According to the official cargo discharge records, the refinery successfully processed 21.47 million barrels of crude oil in May 2026 at a total cost of $2.68bn. This was followed by an additional import volume of 18.93 million barrels in June 2026, valued at $1.80bn.
The financial data highlights a significant monthly shift, with the average landed cost per barrel declining from $124.80 in May to $95.25 in June.

This represents a sharp drop of nearly 24 percent within a single month, a trend driven by changing cargo grades, enhanced freight logistics, and evolving global supply dynamics.
To satisfy its massive processing requirements, the refinery utilized a diverse procurement strategy, blending international streams with premium West African crude grades.
The inventory breakdown shows that shipments included domestic varieties such as Bonny Light, Forcados, Qua Iboe, Amenam, and Escravos, alongside foreign blends like El Sharara, Agbami, and Cabinda.
May’s heightened averages were heavily influenced by premium-priced cargoes, including shipments of El Sharara and Bonga that breached the $130 per barrel mark.
Conversely, June witnessed an easing of fiscal pressure, with multiple West African shipments, particularly Amenam and Escravos, clustering at more economical rates between $90 and $94 per barrel.
In an official statement addressing these figures, the Dangote Petroleum Refinery emphasized that its product pricing does not move in tandem with daily media-reported ICE Brent quotes.
Because refinery feedstock is purchased under commercial contracts weeks or months in advance on a Dated Brent plus market premium basis, current fuel output reflects older, significantly higher-priced inventories.

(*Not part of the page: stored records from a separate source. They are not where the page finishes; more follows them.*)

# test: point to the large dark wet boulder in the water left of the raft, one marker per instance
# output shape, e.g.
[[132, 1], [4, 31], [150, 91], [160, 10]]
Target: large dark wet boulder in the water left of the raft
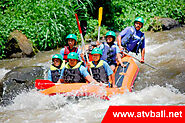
[[17, 80]]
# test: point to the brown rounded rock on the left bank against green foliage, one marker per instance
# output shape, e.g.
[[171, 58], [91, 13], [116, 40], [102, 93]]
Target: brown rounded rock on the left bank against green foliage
[[19, 44]]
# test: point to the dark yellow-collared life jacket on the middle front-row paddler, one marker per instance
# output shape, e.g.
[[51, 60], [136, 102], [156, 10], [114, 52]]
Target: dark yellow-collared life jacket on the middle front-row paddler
[[73, 75]]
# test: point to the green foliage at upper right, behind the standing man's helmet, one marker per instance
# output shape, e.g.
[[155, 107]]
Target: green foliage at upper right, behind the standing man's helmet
[[124, 12]]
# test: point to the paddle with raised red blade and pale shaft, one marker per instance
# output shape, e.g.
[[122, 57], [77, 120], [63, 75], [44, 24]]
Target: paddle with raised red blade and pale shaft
[[83, 44]]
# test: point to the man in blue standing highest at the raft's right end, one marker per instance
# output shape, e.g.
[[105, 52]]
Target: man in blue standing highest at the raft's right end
[[131, 39]]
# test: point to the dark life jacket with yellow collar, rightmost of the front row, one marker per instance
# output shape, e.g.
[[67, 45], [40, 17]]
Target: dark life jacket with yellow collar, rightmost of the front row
[[99, 73]]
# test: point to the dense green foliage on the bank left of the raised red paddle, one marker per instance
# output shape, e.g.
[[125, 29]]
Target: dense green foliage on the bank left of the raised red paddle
[[45, 22]]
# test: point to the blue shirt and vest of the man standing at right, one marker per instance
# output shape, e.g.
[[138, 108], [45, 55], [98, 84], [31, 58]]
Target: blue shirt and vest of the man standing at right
[[131, 37]]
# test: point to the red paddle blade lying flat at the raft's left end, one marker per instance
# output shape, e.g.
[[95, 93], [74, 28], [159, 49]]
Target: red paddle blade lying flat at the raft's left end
[[43, 84]]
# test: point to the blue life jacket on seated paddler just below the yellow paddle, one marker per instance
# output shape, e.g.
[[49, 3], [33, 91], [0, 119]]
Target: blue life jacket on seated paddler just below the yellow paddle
[[109, 53]]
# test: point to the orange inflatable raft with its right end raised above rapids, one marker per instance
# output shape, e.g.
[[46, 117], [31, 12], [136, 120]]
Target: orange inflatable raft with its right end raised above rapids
[[124, 78]]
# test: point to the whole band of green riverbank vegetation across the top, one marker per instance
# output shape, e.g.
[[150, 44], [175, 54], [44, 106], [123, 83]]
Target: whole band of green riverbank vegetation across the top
[[47, 22]]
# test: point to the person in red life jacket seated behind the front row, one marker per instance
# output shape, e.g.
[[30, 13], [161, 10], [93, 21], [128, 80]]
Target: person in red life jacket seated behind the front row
[[71, 40]]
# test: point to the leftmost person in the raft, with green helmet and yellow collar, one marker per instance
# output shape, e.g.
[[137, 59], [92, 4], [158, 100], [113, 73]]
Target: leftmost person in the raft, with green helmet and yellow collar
[[56, 67]]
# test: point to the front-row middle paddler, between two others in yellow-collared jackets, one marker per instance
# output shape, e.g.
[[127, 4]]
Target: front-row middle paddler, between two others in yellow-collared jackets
[[74, 71]]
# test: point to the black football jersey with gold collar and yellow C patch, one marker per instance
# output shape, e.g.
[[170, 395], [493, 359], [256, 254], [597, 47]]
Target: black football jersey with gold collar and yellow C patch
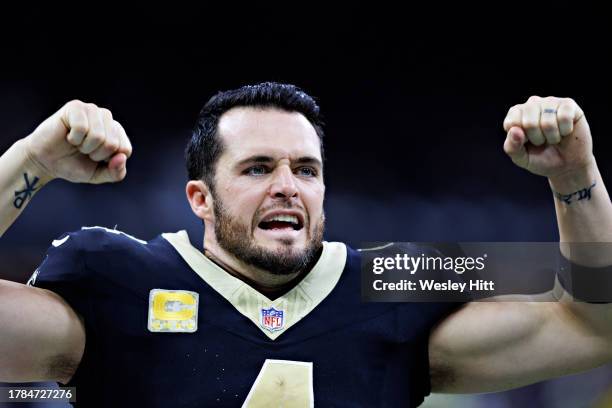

The refinery management further noted that it deliberately absorbed a substantial portion of these elevated feedstock costs rather than immediately transferring the burden to Nigerian consumers, thereby actively shielding the domestic market from extreme global inflation and volatile energy market swings.
Looking forward, the company assured the public that as these lower-cost June inventories integrate fully into the production cycle, Nigerians can expect a steady moderation in local fuel prices.